Für 9 Milliarden kaufte Infineon dann 2019 Cypress Semiconductor, was der bisher größte Kauf der Firmengeschichte ist. Die Übernahme machte Infineon zu einem der 10 größten Halbleiterherstellern weltweit und zu einem der größten Halbleiterhersteller im Automotive-Bereich. Gerade den Speicher- und Connectivity-Markt konnte das Unternehmen durch die Akquise ausbauen.

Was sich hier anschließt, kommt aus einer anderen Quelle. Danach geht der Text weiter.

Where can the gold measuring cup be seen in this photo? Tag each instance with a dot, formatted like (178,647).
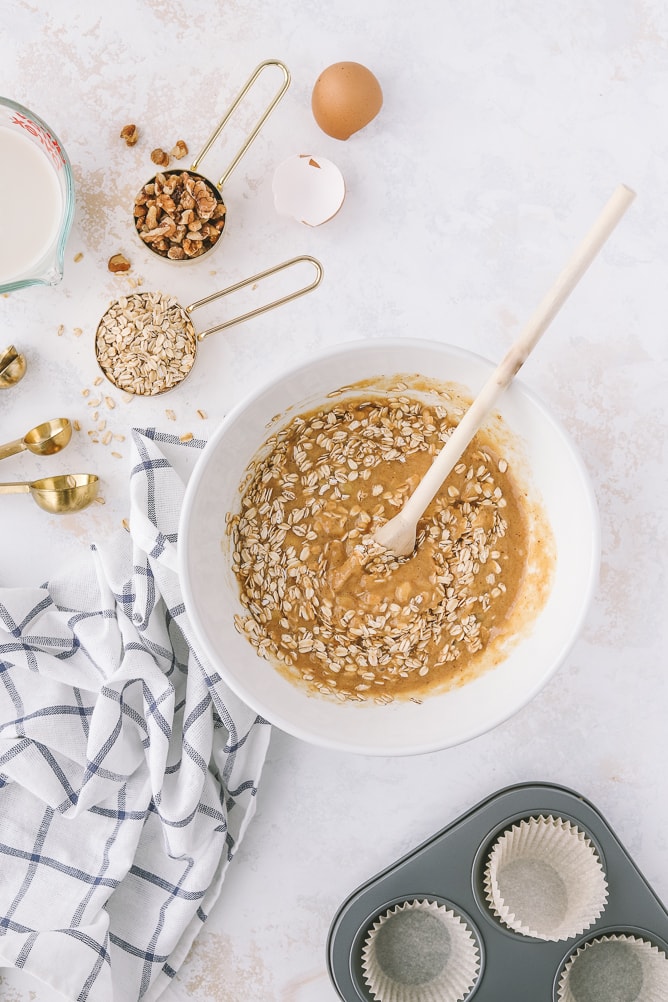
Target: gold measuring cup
(180,214)
(12,367)
(60,495)
(43,440)
(146,344)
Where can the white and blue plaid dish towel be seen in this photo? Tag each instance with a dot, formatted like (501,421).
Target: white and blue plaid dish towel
(128,771)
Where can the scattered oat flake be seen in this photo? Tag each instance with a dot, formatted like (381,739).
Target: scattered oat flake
(130,133)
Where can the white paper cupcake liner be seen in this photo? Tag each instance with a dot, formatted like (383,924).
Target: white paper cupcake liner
(615,968)
(544,879)
(420,951)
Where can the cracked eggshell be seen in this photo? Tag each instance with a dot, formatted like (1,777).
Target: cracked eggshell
(308,188)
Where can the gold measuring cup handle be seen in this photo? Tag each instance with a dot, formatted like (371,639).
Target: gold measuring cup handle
(11,448)
(257,278)
(251,135)
(18,487)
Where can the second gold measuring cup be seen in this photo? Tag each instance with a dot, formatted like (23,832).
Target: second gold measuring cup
(180,214)
(145,343)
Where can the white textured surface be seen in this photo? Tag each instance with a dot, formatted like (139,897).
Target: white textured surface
(505,127)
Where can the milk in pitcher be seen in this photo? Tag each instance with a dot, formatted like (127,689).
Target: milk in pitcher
(31,205)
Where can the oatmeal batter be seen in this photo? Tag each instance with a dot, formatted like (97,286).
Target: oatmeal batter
(394,626)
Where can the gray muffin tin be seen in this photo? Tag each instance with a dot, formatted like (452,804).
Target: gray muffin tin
(449,869)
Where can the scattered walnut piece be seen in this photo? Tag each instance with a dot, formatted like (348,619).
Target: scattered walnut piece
(179,150)
(130,134)
(160,157)
(118,263)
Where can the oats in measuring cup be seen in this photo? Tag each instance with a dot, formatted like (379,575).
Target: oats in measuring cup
(145,343)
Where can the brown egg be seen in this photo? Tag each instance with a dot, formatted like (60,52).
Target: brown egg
(346,97)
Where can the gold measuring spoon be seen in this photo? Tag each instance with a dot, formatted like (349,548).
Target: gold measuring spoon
(180,214)
(43,440)
(12,367)
(58,495)
(146,344)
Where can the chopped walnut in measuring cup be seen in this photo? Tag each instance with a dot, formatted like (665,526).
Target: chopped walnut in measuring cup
(179,215)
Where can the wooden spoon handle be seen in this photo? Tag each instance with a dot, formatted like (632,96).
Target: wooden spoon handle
(519,352)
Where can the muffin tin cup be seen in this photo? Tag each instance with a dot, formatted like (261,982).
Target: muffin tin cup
(420,951)
(544,879)
(451,869)
(615,968)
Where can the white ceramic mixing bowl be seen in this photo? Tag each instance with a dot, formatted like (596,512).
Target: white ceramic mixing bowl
(554,473)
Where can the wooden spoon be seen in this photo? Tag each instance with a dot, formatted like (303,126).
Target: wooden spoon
(399,534)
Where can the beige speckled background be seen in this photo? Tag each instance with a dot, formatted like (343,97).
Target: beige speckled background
(504,129)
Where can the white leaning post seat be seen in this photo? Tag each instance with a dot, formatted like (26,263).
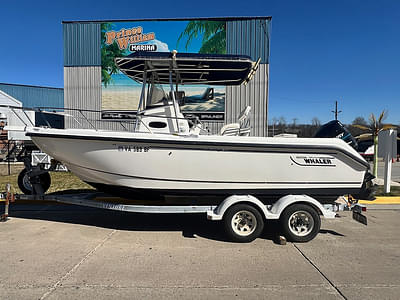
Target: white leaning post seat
(242,127)
(244,121)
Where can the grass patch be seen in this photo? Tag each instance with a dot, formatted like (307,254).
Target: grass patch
(60,181)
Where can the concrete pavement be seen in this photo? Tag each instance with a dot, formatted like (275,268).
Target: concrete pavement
(66,252)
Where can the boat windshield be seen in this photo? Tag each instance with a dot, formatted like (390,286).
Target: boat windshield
(156,95)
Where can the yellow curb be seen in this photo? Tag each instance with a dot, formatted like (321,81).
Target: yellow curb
(382,200)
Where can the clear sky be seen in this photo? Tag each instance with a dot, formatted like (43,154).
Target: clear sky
(321,51)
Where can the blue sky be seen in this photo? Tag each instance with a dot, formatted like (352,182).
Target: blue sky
(321,51)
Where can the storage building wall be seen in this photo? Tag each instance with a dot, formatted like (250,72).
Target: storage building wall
(82,72)
(35,96)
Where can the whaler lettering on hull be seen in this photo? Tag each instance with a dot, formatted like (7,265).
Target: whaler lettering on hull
(314,161)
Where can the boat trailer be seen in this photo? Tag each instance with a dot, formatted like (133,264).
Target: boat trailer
(243,215)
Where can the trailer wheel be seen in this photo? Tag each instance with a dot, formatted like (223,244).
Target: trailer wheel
(243,223)
(300,223)
(25,184)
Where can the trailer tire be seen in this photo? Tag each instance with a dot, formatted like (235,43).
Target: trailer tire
(300,223)
(25,185)
(243,223)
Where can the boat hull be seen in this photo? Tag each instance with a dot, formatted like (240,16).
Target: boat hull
(206,165)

Aber nicht alle Übernahmen klappten: 2017 wollte Infineon Wolfspeed, damals noch Cree, für 850 Millionen übernehmen, allerdings platzte der Deal nachdem die beiden Unternehmen den Vorgaben des CFIUS (Committee on Foreign Investment in the United States) nicht nachkommen konnten. Bereits damals erkannte Infineon die Bedeutung von Wide-Bandgap-Halbleitern und wollte sich frühzeitig Zugriff auf die Technologie sichern. Wolfspeed ist immer noch aktiv und gab im Februar 2022 bekannt, in Deutschland eine eigene SiC-Fertigung aufzubauen. Infineon arbeitet aber weiterhin mit Wolfspeed zusammen und schloss einen langfristigen Liefervertrag für SiC-Wafer.

Infineon ist heute bekannt für seine Halbleiter im Bereich Automotive und Leistungselektronik.
Infineon ist heute bekannt für seine Halbleiter im Bereich Automotive und Leistungselektronik. (Bild: g0d4ather @ AdobeStock)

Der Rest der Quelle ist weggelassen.